The article brought guffaws of laughter or outright mockery from gun bloggers, who found the closure of KBI/Charles Daly not to be evidence of a market in decline, but an example of a company with a questionable reputation for quality failing to survive even during a seller’s market.
It is absurd for anyone to ever cite the failing of a new and minor player in an industry segment as evidence of the collapse of the entire market, and it isn’t very intelligent to take the claims of outbound corporate officers at face value when they place the blame elsewhere for their company’s collapse. KBI/Charles Daly tried to jump into a market segment with which it had no experience, mistimed their entry into the market, and misjudged their niche. It collapsed as a result.
But is there any truth to the claim that the AR-15 market is in decline? Yes … and no. It depends very much on who you speak with in the crowded world of the “black rifle.”

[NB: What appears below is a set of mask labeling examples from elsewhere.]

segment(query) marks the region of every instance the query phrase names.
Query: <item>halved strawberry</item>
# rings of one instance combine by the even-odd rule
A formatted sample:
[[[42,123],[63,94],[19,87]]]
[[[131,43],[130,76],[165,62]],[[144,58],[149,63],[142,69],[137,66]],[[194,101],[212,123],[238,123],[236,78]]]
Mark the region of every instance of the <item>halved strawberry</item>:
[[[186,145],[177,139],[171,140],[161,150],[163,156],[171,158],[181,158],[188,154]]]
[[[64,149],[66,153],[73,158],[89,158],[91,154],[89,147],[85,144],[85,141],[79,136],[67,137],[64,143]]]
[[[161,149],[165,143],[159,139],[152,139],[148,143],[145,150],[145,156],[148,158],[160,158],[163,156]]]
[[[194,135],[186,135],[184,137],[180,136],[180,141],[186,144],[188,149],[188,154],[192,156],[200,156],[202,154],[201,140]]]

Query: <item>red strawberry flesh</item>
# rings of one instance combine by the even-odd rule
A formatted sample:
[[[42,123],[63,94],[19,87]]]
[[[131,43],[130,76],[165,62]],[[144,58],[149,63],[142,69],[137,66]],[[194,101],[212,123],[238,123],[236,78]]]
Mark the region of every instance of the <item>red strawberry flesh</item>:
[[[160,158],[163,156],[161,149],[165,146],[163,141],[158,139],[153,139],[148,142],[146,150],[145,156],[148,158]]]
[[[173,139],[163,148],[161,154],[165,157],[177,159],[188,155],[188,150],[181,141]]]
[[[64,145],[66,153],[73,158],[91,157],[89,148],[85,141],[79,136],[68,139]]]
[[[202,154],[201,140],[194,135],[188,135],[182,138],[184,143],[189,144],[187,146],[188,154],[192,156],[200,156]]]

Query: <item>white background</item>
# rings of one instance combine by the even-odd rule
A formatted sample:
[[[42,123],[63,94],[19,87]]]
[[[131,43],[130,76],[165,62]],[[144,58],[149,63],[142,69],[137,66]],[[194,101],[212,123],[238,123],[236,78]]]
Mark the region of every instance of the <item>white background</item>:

The AR has been around in various guises since the late 1950s, with its most famous variants being the selective-fire M16 rifle and M4 carbine used by militaries around the world. The semi-automatic civilian version is extremely popular with both civilians and law enforcement. Its modular design allows for near endless customization, and it can be found in SWAT lockers and hunting cabins alike.
By far the most common basic variant sold over the past 18 months is the carbine version of the rifle that features a 16″ barrel and a 6-position-adjustable stock. No doubt favored by returning military veterans and admirers of military equipment, the carbine closely resembles the compact M4 favored by the U.S. Army and some Marine units. These so-called “M4-geries” are sold by dozens of gun companies at varying price levels and they form the backbone of the market.
Tom Spithaler is sales director for Olympic Arms, one of the larger and more commonly stocked AR manufacturers. When I spoke with him, the message seemed mixed.
The market for the AR15 is not collapsing. It has collapsed …. when you compare them to the artificially inflated numbers we saw over the last year and a half due to the election of Obama. That aside sales are VERY good. .. They are not what they were just after the election, but they are still very good. We (Olympic Arms) are always able to weather these peaks and valleys better than other brand names as we truly manufacture what we sell. For us, it is just a matter of changing focus from one type of AR to another.